Bölüm 6

Chloe hızla toparlanıp yan döndü. "Amelia, sanırım çantamı restoranda unuttum. Benim için kontrol eder misin lütfen?"

Amelia daha fazla laf sokmak için sabırsızlanıyordu ama mecburen vazgeçti ve Harper'a zehir zemberek bir bakış attıktan sonra çıktı.

Chloe, Harper'a sıcak bir gülümsemeyle döndü. "Harper, Francis'e göz kulak olduğun için teşekkür ederim."

Böylesine basit bir “teşekkür”, onun alanını işaretlemişti.

Harper için bu teşekkür, özellikle Francis'in karısı olduğu düşünüldüğünde, tokat gibi gelmişti.

Chloe devam etti, "Önceden çok inatçıydım, ufak bir kavgadan sonra yurtdışına kaçtım. Ama Francis'in beni beklediğini bilmiyordum. Şimdi geri döndüm ve onunla evlenmeye karar verdim."

...

O anda, Chloe'nin sesi Harper için boğuk ve uzak geliyordu.

Harper'ın kalbi bir mengene gibi sıkıştı ve neredeyse bayılacak gibi oldu.

‘Henüz boşanmamıştık bile ve o evlenmeye bu kadar hevesli miydi?’

"Harper... Harper?"

Chloe, Harper'ın adını iki kez söylemek zorunda kaldı, Harper kendine gelene kadar.

"Ne var, Bayan Musk?"

Chloe’nin memnuniyeti, Harper'ın solgun ve sıkıntılı yüzüne bakarken belliydi.

Telefonunu çıkaran Chloe, Facebook'u açtı. "Hey, Harper, burada arkadaş olabilir miyiz?
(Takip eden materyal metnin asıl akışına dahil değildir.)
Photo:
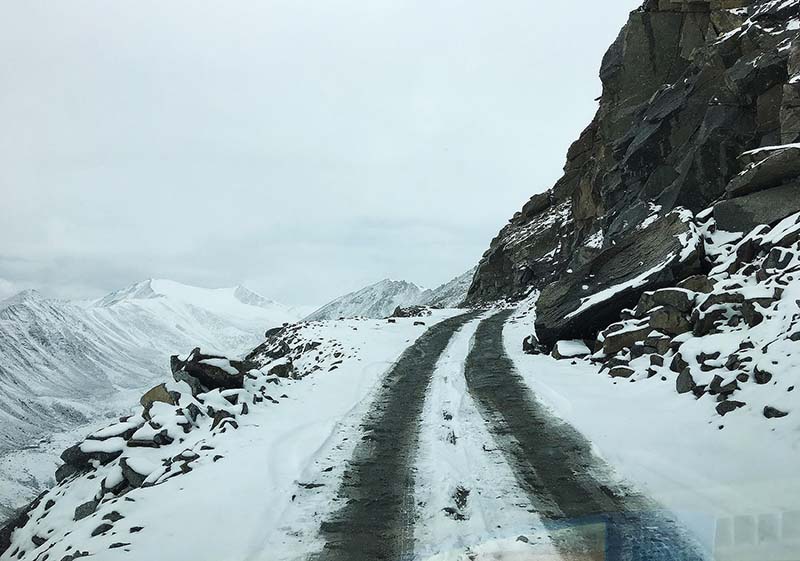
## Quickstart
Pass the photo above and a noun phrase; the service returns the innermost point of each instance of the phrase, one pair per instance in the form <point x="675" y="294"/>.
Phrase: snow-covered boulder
<point x="209" y="371"/>
<point x="570" y="349"/>
<point x="584" y="301"/>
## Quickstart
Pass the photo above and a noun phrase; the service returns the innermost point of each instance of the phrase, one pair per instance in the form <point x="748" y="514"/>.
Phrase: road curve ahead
<point x="554" y="463"/>
<point x="376" y="523"/>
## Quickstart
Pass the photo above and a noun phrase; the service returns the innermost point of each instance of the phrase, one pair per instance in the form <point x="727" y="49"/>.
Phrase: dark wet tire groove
<point x="376" y="523"/>
<point x="555" y="465"/>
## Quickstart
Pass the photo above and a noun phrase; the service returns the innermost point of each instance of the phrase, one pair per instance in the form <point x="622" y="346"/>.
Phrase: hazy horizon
<point x="303" y="151"/>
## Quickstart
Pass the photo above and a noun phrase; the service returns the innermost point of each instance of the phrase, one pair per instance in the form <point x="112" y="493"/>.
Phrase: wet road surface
<point x="589" y="517"/>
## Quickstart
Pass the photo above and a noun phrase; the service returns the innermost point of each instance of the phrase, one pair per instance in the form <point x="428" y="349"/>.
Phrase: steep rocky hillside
<point x="690" y="88"/>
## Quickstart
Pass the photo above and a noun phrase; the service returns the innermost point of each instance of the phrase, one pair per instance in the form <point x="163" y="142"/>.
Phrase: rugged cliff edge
<point x="690" y="89"/>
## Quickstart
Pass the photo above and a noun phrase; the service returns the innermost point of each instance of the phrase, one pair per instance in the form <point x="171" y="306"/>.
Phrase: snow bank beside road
<point x="729" y="486"/>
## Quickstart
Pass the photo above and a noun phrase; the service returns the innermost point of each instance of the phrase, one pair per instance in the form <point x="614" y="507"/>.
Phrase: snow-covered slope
<point x="66" y="364"/>
<point x="375" y="301"/>
<point x="380" y="299"/>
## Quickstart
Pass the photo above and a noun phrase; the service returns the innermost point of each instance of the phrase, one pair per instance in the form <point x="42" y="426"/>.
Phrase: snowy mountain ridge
<point x="380" y="299"/>
<point x="64" y="364"/>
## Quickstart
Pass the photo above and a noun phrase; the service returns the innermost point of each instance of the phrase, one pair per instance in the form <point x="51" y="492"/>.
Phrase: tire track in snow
<point x="376" y="523"/>
<point x="470" y="505"/>
<point x="572" y="489"/>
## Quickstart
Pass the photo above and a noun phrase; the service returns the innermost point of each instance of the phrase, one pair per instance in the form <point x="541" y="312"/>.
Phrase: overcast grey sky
<point x="304" y="149"/>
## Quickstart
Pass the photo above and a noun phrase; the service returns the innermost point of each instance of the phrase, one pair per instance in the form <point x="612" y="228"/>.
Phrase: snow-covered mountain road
<point x="557" y="497"/>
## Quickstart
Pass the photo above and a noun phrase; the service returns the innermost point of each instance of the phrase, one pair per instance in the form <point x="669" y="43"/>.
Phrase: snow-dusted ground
<point x="737" y="488"/>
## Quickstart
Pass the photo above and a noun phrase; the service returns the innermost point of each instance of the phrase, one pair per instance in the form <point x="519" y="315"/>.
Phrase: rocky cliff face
<point x="688" y="87"/>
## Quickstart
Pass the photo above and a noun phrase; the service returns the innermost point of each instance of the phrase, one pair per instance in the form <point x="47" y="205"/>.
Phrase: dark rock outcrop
<point x="581" y="303"/>
<point x="210" y="371"/>
<point x="688" y="88"/>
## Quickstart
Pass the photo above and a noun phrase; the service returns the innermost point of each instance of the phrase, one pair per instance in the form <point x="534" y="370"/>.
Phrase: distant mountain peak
<point x="29" y="295"/>
<point x="380" y="299"/>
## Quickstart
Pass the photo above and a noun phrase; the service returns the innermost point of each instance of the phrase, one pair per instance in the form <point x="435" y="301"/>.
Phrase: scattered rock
<point x="773" y="413"/>
<point x="86" y="509"/>
<point x="684" y="383"/>
<point x="158" y="393"/>
<point x="725" y="407"/>
<point x="101" y="529"/>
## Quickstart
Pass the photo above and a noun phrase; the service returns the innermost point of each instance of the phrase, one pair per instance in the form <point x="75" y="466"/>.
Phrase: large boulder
<point x="580" y="304"/>
<point x="772" y="167"/>
<point x="211" y="371"/>
<point x="770" y="206"/>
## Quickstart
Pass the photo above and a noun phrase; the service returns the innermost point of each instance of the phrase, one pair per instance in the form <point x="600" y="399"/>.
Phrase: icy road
<point x="424" y="451"/>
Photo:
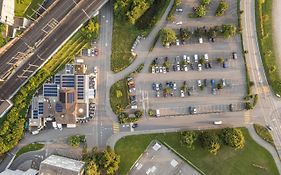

Francis bana çok nazik davrandı. Birkaç sürpriz planlamak istiyorum ve bu konuda yardımına ihtiyacım olabilir."

İsteksizce, Harper onu arkadaş olarak ekledi, Chloe'nin hevesli ifadesine karşı koyamadan.

Dışarıda güneş tam parlaklığıyla parlıyordu. Chloe'nin alnı terlemişti ve Harper'a utanmış bir gülümsemeyle baktı. "Harper, beni oraya doğru iter misin?"

Harper başını salladı ve tekerlekli sandalyeyi itti, ancak sandalye yerinde kaldı. Herhangi bir engel olup olmadığını kontrol etmek için eğildiğinde, Chloe fırsatı yakaladı. Hızlı bir hareketle Harper'ın kolunu sıkıca tuttu ve alaycı bir şekilde sordu, "Harper, bu iki yıldır benim adamımla iyi vakit geçiriyor musun?"

Chloe'nin zehirli sözleri Harper'ın içinde karanlık bir his uyandırdı.

Bir sonraki saniye, tekerlekli sandalye kendi kendine ileri fırladı.

"Ah! Harper!"

Chloe'nin çığlığı havada yankılandı, yüzü korkuyla bükülmüşken Harper'ın adını çağırdı ve geriye doğru şiddetle düştü.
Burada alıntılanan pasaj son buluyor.